The panel conditionally recommended testing for thrombophilia for asymptomatic individuals with a family history of protein C, protein S or antithrombin VTE, in order to use thromboprophylaxis during high-risk situations or to avoid hormone use that increases thrombosis risk.
The panel also conditionally recommended testing for ambulatory patients with cancer who have a family history of VTE, are receiving systemic treatment and have a low to moderate thrombosis risk. Patients who test positive would be eligible for thromboprophylaxis.
“It’s a weak recommendation, but imagine you’re a patient, you have cancer, you’re going to undergo systemic anticancer therapy, and you have a brother with VTE. What can you do to reduce VTE risk? These questions actually happen all the time,” Middeldorp said. “Now we can say that what we could do is test you for inherited thrombophilia, and if you have a defect, then we can suggest using thromboprophylaxis. That’s fairly new.”
Most of the recommendations are conditional because of the lack of randomized control trials, Middeldorp said.
“We really need trials that randomize between strategies,” she said, stressing that these recommendations are suggestions and doctors should have conversations with their patients about their options.
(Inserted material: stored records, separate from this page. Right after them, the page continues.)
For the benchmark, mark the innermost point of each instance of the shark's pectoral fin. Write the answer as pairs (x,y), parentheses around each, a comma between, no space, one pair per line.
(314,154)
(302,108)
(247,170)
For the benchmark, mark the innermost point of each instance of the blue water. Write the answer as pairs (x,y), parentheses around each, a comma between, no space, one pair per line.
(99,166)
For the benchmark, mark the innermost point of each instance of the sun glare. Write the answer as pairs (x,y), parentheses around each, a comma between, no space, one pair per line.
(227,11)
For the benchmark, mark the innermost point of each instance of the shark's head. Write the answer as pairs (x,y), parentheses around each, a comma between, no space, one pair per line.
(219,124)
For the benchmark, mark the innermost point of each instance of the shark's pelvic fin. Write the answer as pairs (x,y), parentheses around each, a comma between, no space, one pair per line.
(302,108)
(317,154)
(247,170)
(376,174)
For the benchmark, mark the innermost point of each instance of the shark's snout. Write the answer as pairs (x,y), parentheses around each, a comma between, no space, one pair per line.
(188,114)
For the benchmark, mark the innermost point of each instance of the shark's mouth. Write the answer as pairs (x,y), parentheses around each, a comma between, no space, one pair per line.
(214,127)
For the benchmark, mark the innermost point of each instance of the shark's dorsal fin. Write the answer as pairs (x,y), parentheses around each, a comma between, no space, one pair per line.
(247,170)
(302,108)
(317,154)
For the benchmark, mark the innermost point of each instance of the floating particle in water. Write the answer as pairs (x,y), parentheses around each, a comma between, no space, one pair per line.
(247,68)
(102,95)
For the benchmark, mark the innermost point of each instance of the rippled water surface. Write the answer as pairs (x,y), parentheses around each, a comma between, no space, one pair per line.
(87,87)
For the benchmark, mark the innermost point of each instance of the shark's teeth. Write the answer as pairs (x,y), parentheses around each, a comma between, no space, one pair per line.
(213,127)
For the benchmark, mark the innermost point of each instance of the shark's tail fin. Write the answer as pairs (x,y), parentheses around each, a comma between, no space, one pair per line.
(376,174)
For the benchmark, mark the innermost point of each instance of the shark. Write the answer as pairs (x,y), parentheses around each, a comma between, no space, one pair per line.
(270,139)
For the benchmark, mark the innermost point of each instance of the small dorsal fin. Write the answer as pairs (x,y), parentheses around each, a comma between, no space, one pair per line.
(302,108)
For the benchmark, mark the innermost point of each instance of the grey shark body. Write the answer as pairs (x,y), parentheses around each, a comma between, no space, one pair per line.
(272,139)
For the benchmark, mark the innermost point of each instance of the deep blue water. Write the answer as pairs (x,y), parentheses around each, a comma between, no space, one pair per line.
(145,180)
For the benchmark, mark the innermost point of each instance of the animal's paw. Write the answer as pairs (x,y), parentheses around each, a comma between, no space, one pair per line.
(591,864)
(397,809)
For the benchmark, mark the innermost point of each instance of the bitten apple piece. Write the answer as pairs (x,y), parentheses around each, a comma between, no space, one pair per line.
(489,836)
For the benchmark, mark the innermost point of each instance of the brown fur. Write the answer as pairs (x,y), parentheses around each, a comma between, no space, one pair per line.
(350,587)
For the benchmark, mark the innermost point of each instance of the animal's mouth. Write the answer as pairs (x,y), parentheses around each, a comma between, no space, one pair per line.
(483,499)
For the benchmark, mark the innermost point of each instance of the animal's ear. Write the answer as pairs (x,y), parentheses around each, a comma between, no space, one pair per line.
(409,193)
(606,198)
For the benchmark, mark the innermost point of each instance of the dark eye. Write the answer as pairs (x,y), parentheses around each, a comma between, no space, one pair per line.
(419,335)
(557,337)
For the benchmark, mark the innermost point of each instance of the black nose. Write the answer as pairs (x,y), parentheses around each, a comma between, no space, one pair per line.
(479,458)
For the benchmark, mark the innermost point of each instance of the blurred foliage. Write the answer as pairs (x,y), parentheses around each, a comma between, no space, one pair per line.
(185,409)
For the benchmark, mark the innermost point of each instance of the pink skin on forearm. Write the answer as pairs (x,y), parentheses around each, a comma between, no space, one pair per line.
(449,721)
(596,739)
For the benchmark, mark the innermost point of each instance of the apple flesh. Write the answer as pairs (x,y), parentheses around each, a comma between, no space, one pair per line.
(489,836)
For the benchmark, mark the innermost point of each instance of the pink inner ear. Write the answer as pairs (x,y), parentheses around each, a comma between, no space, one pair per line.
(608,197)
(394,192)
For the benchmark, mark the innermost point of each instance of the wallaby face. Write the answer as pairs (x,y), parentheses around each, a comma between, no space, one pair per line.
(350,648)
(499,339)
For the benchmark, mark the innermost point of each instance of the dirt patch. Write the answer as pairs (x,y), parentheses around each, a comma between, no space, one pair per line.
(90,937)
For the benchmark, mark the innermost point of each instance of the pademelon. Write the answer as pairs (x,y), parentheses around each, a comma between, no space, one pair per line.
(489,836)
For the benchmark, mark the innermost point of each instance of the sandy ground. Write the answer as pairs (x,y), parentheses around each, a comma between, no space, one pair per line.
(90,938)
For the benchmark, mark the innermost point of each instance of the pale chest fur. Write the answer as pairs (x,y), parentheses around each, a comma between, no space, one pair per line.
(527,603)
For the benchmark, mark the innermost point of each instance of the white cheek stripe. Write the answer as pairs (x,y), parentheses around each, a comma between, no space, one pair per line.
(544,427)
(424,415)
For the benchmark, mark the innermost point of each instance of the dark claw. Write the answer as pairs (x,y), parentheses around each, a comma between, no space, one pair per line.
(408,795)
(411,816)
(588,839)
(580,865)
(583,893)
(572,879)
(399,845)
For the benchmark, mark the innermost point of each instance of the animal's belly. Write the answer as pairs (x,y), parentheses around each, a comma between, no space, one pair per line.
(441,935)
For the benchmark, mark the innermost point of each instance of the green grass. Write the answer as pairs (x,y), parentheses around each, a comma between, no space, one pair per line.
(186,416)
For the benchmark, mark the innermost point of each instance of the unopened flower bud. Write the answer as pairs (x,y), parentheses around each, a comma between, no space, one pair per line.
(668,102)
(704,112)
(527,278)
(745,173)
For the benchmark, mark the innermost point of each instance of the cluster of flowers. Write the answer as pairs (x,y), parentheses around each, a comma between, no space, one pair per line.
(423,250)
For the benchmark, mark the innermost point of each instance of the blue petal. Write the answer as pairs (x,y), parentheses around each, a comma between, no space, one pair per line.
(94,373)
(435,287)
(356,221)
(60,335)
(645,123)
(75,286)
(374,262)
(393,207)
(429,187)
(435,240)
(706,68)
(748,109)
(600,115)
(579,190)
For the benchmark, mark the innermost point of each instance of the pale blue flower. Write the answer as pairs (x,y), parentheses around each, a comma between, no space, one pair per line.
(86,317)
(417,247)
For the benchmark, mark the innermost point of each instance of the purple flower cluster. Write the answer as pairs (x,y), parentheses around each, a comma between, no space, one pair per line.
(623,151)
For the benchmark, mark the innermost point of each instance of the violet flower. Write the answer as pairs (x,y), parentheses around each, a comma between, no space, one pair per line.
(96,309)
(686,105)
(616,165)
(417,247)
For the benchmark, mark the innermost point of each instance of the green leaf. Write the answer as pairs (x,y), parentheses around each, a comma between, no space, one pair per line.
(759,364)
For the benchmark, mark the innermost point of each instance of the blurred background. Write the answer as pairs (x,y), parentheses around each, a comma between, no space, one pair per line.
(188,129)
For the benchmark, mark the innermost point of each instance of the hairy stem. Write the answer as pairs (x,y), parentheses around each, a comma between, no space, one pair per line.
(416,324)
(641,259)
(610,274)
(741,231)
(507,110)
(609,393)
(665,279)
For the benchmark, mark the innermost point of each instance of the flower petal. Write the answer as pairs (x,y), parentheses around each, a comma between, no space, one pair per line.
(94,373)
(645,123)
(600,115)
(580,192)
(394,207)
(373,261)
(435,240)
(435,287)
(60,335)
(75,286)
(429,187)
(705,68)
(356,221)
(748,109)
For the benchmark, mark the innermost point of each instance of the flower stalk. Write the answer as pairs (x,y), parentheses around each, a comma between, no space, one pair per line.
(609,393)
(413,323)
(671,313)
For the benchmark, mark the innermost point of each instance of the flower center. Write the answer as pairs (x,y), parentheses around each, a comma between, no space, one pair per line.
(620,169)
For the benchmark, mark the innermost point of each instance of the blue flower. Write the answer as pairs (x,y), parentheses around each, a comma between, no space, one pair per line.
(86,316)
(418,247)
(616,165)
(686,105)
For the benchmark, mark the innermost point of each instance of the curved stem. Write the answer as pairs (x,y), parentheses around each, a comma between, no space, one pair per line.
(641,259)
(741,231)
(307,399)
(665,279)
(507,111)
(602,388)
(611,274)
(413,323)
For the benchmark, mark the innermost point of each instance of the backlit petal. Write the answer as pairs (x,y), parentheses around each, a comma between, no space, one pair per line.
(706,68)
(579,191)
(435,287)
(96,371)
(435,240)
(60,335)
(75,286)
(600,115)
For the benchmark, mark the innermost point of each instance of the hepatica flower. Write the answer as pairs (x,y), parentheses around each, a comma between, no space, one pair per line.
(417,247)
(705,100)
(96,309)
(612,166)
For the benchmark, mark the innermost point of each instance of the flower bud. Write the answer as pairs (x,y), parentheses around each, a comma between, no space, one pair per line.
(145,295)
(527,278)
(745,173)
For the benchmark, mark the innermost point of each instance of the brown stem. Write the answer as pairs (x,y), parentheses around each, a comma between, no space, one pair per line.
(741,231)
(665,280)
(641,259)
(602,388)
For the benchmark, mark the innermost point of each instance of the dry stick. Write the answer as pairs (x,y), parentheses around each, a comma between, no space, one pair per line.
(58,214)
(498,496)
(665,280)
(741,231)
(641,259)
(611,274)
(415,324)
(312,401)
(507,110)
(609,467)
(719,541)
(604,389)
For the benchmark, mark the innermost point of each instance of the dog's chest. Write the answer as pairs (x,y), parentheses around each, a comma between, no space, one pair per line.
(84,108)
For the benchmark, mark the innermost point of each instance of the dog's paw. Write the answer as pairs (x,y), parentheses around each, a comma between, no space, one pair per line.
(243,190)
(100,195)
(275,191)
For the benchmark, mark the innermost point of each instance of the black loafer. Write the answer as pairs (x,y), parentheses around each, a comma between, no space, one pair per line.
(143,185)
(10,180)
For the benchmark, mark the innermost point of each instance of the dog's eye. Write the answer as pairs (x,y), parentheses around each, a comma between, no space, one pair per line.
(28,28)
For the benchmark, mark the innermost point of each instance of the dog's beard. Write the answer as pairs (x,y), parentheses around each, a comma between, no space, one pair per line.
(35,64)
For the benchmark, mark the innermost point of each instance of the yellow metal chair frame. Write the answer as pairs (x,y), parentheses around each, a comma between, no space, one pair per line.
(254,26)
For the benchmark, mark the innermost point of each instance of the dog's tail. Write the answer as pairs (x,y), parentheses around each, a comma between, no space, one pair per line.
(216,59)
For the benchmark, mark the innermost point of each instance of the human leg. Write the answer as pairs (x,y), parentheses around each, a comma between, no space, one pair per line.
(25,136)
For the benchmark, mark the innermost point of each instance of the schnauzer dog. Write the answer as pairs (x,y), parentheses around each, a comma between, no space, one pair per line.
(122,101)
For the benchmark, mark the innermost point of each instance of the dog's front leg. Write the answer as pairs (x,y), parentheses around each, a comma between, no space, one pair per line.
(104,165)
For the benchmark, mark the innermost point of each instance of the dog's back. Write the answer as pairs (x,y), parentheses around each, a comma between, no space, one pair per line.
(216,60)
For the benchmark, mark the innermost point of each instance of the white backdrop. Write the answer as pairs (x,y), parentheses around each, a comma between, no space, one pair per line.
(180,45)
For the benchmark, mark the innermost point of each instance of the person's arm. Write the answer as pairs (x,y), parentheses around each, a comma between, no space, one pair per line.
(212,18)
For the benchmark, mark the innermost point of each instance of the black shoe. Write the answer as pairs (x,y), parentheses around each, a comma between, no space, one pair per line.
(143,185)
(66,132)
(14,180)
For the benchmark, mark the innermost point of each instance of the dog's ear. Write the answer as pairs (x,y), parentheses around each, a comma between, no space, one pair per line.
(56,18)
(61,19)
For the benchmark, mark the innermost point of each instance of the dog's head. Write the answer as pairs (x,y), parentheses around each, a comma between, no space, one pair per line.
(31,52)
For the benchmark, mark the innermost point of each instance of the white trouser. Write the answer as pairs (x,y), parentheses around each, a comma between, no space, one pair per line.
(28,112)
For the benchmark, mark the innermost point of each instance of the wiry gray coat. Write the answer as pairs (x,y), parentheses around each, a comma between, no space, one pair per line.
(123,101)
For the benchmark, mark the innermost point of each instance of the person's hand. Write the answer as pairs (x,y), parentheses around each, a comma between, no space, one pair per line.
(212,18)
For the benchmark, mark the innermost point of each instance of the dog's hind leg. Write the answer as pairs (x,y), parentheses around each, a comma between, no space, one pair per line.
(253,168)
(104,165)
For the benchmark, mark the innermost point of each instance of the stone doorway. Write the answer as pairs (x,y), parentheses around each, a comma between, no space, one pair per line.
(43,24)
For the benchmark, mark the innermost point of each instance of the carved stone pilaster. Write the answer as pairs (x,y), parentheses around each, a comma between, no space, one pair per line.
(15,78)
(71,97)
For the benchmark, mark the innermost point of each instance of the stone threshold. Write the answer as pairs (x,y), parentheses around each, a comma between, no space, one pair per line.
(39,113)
“It’s not written in stone,” she said. “It’s not a strong recommendation for various reasons ... but it gives you a bit more room to discuss this aspect with your patients and then decide whether or not a thrombophilia test would change management.”
References:
- Middeldorp S, et al. ASH Guidelines on Venous Thromboembolism (VTE): What’s new. Presented at: ASH Annual Meeting and Exhibition; Dec. 9-12, 2023; San Diego.
- Middeldorp S, et al. Blood Adva. 2023;doi:10.1182/bloodadvances.2023010177.